The Observer’s Elizabeth Day …
… speaks with the director and filmmaker upon his return to his home turf in Northern Ireland. It’s a fascinating read about a very talented artist and actor.
Here’s the nut graf:
“Branagh’s return to Belfast has been poignant for many reasons. There is the sense of homecoming, of reconciling himself to the things that have changed and the boyhood he left behind. When the Branaghs left for England in 1970, the Troubles were just starting; a year previously, the battle of the Bogside between Catholic residents and loyalist marchers in Derry had been quelled by the British army. Now, four decades on, the province is at peace, more or less, and Branagh has come back to a very different homeland.
“There’s a much stronger sense that Northern Ireland is more part of the world now,” he says. “I used to get the sense that there was a kind of slight siege mentality for whatever reason, a slightly chippy thing going on sometimes. But it feels there’s a very, very positive energy about the place.”

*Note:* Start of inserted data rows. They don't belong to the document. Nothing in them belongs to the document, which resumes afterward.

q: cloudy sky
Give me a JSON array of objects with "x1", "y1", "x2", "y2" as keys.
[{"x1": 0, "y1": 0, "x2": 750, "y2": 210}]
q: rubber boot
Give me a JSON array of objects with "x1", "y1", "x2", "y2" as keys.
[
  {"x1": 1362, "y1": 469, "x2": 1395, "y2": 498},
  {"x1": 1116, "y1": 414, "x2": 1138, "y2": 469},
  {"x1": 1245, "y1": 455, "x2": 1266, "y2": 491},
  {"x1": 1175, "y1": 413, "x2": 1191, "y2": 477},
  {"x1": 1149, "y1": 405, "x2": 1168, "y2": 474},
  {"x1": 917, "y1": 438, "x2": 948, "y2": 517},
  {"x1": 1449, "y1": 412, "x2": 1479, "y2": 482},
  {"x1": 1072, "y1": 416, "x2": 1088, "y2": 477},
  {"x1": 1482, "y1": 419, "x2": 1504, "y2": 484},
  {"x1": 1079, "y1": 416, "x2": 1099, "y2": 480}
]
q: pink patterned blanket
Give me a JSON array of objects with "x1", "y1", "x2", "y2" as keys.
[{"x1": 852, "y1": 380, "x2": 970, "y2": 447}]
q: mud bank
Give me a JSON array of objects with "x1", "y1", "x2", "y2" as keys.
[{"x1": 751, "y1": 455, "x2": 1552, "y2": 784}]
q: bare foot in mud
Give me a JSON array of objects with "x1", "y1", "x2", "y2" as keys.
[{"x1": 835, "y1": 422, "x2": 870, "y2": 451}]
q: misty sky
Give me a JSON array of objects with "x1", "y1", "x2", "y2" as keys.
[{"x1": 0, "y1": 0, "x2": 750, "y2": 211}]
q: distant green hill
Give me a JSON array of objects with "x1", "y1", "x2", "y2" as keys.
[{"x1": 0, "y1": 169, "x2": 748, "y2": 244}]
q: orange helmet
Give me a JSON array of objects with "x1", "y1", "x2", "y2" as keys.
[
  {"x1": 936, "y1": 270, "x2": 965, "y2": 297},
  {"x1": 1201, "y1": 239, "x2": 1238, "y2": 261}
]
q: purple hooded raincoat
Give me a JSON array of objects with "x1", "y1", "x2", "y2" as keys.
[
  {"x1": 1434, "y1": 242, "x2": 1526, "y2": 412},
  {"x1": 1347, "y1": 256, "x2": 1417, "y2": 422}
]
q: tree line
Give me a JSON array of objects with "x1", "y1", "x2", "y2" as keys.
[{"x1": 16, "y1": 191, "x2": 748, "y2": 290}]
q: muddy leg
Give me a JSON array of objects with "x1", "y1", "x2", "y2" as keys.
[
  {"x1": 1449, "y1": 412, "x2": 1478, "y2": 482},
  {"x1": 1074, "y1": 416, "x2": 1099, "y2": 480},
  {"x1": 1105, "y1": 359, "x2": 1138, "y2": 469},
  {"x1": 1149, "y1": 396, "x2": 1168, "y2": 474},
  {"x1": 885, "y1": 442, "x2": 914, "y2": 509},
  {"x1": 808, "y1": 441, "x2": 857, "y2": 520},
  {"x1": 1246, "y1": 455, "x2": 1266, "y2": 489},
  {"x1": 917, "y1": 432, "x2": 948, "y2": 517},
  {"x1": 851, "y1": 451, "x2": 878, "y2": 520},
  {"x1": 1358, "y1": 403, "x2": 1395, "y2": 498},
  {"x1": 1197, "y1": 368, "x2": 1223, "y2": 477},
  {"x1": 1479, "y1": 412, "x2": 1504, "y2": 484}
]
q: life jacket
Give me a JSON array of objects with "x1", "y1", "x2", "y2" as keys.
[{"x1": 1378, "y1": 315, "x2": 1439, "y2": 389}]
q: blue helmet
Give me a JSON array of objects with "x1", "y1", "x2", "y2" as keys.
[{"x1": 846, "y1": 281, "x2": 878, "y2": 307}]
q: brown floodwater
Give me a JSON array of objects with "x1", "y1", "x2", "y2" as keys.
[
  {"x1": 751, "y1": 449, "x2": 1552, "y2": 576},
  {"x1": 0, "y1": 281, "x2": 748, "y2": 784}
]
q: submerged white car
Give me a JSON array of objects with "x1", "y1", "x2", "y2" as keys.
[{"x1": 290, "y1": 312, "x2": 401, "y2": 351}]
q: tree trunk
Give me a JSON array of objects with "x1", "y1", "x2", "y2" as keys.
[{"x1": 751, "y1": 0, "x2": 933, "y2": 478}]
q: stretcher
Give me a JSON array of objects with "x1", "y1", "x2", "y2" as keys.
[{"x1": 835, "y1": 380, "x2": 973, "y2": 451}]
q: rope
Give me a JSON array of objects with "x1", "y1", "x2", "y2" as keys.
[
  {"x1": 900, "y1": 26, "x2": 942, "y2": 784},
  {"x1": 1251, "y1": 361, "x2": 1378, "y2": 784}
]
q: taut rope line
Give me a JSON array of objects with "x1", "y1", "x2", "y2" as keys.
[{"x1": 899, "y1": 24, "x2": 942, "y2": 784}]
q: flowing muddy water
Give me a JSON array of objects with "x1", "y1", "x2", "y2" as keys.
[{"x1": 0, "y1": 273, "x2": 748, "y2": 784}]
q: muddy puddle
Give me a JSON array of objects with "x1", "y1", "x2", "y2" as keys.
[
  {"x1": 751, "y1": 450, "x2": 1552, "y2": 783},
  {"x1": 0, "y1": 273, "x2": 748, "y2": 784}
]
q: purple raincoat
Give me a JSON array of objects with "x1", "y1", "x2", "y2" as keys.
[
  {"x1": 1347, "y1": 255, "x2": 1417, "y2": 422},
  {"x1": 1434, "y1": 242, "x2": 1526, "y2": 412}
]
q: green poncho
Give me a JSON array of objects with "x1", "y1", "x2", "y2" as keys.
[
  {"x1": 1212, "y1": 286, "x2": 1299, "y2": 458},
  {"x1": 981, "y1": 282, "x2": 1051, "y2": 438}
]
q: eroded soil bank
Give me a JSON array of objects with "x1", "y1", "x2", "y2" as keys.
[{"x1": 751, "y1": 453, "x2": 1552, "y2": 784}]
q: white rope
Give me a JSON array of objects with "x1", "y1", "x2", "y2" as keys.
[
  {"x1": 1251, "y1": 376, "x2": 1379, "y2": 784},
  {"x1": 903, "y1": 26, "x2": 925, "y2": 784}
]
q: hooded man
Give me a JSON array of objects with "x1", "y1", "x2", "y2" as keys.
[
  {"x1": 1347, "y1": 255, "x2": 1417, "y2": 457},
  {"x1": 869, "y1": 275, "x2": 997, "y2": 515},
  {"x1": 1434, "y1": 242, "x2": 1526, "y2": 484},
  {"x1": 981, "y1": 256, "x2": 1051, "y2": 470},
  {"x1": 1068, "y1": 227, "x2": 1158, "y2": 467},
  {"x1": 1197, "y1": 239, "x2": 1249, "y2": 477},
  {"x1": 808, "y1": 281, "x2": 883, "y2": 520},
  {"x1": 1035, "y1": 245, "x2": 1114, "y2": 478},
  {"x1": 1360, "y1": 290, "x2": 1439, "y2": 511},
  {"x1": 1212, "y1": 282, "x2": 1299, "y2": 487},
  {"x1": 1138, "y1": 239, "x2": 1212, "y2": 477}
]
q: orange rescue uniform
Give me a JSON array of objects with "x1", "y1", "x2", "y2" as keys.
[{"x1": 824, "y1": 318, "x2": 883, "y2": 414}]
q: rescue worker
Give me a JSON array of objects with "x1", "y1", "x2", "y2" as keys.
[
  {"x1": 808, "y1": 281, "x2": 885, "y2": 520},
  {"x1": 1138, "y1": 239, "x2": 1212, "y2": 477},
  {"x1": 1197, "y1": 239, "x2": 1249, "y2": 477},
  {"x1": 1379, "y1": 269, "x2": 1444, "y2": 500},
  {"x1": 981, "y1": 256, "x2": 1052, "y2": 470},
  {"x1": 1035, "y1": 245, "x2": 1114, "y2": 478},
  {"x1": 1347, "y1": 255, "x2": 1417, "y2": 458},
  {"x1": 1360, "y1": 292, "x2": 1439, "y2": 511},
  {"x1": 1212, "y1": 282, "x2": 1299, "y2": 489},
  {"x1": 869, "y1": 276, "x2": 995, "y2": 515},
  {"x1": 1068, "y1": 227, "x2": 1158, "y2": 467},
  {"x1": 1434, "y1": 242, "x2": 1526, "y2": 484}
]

Having turned 50 last December, he is at a particularly contemplative stage in his life. “You’re looking in two directions. I feel as young as I’ve ever felt but at the same time, I’ve got a 30-year career now and I’m looking back across that and one sees… one just wants, very much, to make the most of things whether it is that bun” – he gestures at an enormous raspberry and white chocolate scone on the table – “or the show or whatever it is.”